Pero pronto regresó a la realidad: El niño tenía que someterse a una segunda operación. Era una operación delicada y algo peligrosa para un ser tan fragil y pequeño de siete años, ya en sí es una proesa recurrir a dos cirugías craneales y no caer en el intento. Tal como con Johan, su mas grande acto de bondad y justicia, así como su mas monstruoso error. Aún recuerda las inseguridades en reflejadas en el bisturí aquel día después de dejar el helicóptero, cada vez que evoca esa fecha vuelve a vivir en primera persona el concepto de inseguridad en neto, como el fantasma que abraza gelidamente a un corazón palpitando furioso, lleno y sediento de vitalidad. La punción en su cabeza ponto se convertiría en una migraña de altísimo nivel, al fin de cuentas todo tema en el que desvariaba desembocaba en Johan.

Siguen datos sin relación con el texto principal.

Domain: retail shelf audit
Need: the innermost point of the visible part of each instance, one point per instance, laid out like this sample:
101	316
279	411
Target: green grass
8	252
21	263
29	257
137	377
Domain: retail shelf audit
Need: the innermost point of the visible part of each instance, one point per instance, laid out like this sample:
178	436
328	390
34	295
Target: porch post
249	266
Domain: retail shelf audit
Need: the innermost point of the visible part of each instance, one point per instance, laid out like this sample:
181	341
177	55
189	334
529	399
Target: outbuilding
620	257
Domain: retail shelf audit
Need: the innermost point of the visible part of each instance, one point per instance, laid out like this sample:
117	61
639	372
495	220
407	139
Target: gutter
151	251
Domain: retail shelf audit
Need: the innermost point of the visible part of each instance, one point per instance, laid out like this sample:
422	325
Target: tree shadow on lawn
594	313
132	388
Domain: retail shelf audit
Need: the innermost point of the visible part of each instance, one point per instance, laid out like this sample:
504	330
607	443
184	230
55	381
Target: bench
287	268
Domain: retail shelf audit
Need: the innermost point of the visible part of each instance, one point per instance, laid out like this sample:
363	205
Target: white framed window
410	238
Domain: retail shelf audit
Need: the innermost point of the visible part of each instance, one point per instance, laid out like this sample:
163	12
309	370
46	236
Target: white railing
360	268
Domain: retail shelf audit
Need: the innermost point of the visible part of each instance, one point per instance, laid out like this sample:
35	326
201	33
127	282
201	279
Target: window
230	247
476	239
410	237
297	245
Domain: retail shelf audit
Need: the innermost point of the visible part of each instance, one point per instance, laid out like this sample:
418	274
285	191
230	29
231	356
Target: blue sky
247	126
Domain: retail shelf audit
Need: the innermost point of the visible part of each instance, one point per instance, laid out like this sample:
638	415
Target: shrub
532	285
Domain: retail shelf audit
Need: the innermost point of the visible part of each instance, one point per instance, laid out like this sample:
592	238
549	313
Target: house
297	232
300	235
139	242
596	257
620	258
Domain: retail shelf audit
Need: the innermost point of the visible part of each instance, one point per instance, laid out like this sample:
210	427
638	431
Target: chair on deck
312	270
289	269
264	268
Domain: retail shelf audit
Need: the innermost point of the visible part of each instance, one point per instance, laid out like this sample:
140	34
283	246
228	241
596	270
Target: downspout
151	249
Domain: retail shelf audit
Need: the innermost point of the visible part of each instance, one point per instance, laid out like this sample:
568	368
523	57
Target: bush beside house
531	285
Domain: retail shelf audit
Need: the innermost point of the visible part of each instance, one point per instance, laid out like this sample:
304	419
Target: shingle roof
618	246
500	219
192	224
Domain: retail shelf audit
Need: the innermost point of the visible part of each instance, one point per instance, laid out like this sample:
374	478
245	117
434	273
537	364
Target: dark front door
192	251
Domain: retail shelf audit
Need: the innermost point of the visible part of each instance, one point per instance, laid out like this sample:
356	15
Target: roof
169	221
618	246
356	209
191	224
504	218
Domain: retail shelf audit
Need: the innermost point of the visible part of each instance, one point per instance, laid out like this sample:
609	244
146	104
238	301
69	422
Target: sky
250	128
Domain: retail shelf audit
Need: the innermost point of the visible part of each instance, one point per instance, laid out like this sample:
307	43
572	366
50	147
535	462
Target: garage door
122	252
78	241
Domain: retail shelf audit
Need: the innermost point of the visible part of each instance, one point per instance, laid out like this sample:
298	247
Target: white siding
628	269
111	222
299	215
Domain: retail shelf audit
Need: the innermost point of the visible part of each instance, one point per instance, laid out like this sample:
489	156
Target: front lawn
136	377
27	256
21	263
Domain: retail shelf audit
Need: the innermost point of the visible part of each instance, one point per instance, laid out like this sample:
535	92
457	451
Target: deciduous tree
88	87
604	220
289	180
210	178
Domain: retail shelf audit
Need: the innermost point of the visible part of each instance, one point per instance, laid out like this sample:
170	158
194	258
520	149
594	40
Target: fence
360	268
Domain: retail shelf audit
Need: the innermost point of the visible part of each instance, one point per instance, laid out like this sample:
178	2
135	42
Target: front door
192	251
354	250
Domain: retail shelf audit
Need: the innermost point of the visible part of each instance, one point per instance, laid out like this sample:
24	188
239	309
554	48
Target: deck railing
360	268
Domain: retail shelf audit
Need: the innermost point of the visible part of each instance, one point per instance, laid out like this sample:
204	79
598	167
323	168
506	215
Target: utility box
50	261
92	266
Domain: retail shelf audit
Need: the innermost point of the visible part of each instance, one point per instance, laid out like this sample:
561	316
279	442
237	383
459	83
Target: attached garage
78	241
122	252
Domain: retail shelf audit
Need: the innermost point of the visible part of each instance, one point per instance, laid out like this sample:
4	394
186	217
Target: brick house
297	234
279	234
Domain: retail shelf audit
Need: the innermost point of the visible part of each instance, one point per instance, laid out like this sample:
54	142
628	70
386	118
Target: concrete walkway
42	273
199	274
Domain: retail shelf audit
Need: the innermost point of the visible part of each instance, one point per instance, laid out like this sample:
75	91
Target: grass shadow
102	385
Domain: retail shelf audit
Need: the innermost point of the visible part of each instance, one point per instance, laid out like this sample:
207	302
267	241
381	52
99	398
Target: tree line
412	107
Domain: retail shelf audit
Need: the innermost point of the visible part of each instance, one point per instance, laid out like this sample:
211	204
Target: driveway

Johan, el maldito nombre de un cuento que jamás debería de haber existido. Albergaba a un monstruo, todo lo que lo rodeaba era caos, y aún así seguía siendo un nombre tan bonito...

Y en los consecuentes días no pudo soportarlo más: Debía verlo. Tal vez como un padre que quiere ver la evolución de su hijo, o un enemigo benevolente que que quería cerrar un ciclo, tal vez la responsabilidad que le brindaba su fuerte moral, ese hábito de médico que provoca el querer seguir el estado de un paciente. El había brindado la vida a un ser superior, de poder incontrolable, el debía hacerse cargo con cuidado de la evolución de aquello que permitió seguir existiendo en este contradictorio mundo.

Dentro, dentro de aquel rubio de pestañas largas como los de una muñeca, yacía un monstruo, un monstruo con lagrimas de ángel. Y el doctor había quedado impregnado de ellas, las degustó con la punta de su lengua y percibió el sabor semiamargo de una belleza simplemente dolorosa. Desde aquel coma, había descubierto lo aterrador que puede ser sentirse atraído hacia una bestia de fauces tan grandes como el averno. El rubio siempre lo trató especialmente, y tal vez eso le había hecho una empatía malsana, la perdición de la psique.